Processo abriu em 25 de junho; próxima sessão marcada para 22 de setembro
Arrancou no dia 25 de junho o processo relativo à acusação de violência doméstica agravada apresentada por Betty Grafstein contra José Castelo Branco. Na sessão inicial, o comportamento das partes e o estado de saúde da acusadora marcaram a tramitação imediata do procedimento, com impacto direto na realização de depoimentos previstos.
Estava previsto que, nessa manhã, fosse ouvido o arguido, conhecido socialite e figura pública, enquanto o depoimento da queixosa estaria agendado para a tarde. O arguido comunicou presença por videochamada e decidiu manter-se em silêncio, por enquanto. A acusadora, porém, não compareceu à sessão, tendo a sua defesa e a procuradoria informado o tribunal de que se encontrava debilitada e em quadro de ansiedade que a impediu de prestar declarações.
"A sua cliente não estava em condições para falar por estar num estado de ansiedade", declarou a advogada da acusação, Maria Golovatenko Simões.
Em consequência, o tribunal adiou a continuação do inquérito. A audiência seguinte ficou marcada para o 22 de setembro. Está em análise um requerimento da acusação que poderá determinar que a sessão decorra à porta fechada, dependendo da decisão da juíza responsável pelo processo.
A defesa do arguido solicitou ainda que a realização do depoimento de Betty seja mantida, alegando que as declarações da acusadora são necessárias para confirmar ou contrariar os factos descritos na acusação. Esse pedido coloca no centro do processo uma questão prática: a necessidade de ouvir as partes versus a protecção do estado de saúde e intimidade da queixosa.

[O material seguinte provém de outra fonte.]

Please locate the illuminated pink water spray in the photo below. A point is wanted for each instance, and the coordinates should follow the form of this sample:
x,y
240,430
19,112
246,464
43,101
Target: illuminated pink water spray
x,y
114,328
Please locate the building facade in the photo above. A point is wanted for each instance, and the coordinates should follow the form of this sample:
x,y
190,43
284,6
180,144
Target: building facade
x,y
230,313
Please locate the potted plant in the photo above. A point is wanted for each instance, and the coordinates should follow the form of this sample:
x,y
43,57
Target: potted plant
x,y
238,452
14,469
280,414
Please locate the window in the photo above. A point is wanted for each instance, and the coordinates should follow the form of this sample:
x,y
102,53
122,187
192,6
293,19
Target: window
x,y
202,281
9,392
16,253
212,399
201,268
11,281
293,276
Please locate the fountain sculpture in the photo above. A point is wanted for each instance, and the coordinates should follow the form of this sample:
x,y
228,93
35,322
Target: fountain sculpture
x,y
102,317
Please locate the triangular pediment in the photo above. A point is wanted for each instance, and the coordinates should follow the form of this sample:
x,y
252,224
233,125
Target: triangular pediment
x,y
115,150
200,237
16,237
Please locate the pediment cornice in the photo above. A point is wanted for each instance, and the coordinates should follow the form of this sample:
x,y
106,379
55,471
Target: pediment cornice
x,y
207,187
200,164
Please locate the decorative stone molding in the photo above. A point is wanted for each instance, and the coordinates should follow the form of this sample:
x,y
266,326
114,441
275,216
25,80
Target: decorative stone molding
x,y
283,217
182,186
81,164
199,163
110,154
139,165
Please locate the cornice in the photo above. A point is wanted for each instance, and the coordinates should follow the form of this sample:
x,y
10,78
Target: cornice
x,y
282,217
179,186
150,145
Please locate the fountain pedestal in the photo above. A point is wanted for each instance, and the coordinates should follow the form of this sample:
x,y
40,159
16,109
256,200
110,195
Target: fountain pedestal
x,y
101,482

- 25 de junho — início do processo; depoimentos inicialmente agendados.
- Ausência da queixosa — motivo: estado debilitado e ansiedade.
- Próxima audiência — marcada para 22 de setembro; possibilidade de sessão fechada.
Para residentes e interessados na tramitação judicial, a decisão sobre audiências públicas ou à porta fechada é relevante: sessões públicas permitem acompanhamento direto e transparência processual; sessões fechadas podem proteger a intimidade e saúde da vítima, limitando o acesso de jornalistas e público. A juíza terá de ponderar estes factores no despacho sobre o requerimento da acusação.
| Data | Evento |
|---|---|
| 25/06 | Início do processo; sessão com videochamada do arguido; ausência da queixosa. |
| 22/09 | Próxima audiência marcada; possibilidade de realização à porta fechada. |
Os desdobramentos deste processo merecem acompanhamento atento, não só pela notoriedade das figuras envolvidas, mas pelas implicações sobre a protecção das vítimas e o direito a um julgamento público. A confirmação de datas e a decisão sobre a natureza pública ou fechada das sessões são passos determinantes para o desenvolvimento do processo nos próximos meses.
Continuaremos a acompanhar as decisões judiciais ligadas ao caso e a informar os leitores sobre eventuais alterações na agenda processual ou nas medidas de protecção aplicadas.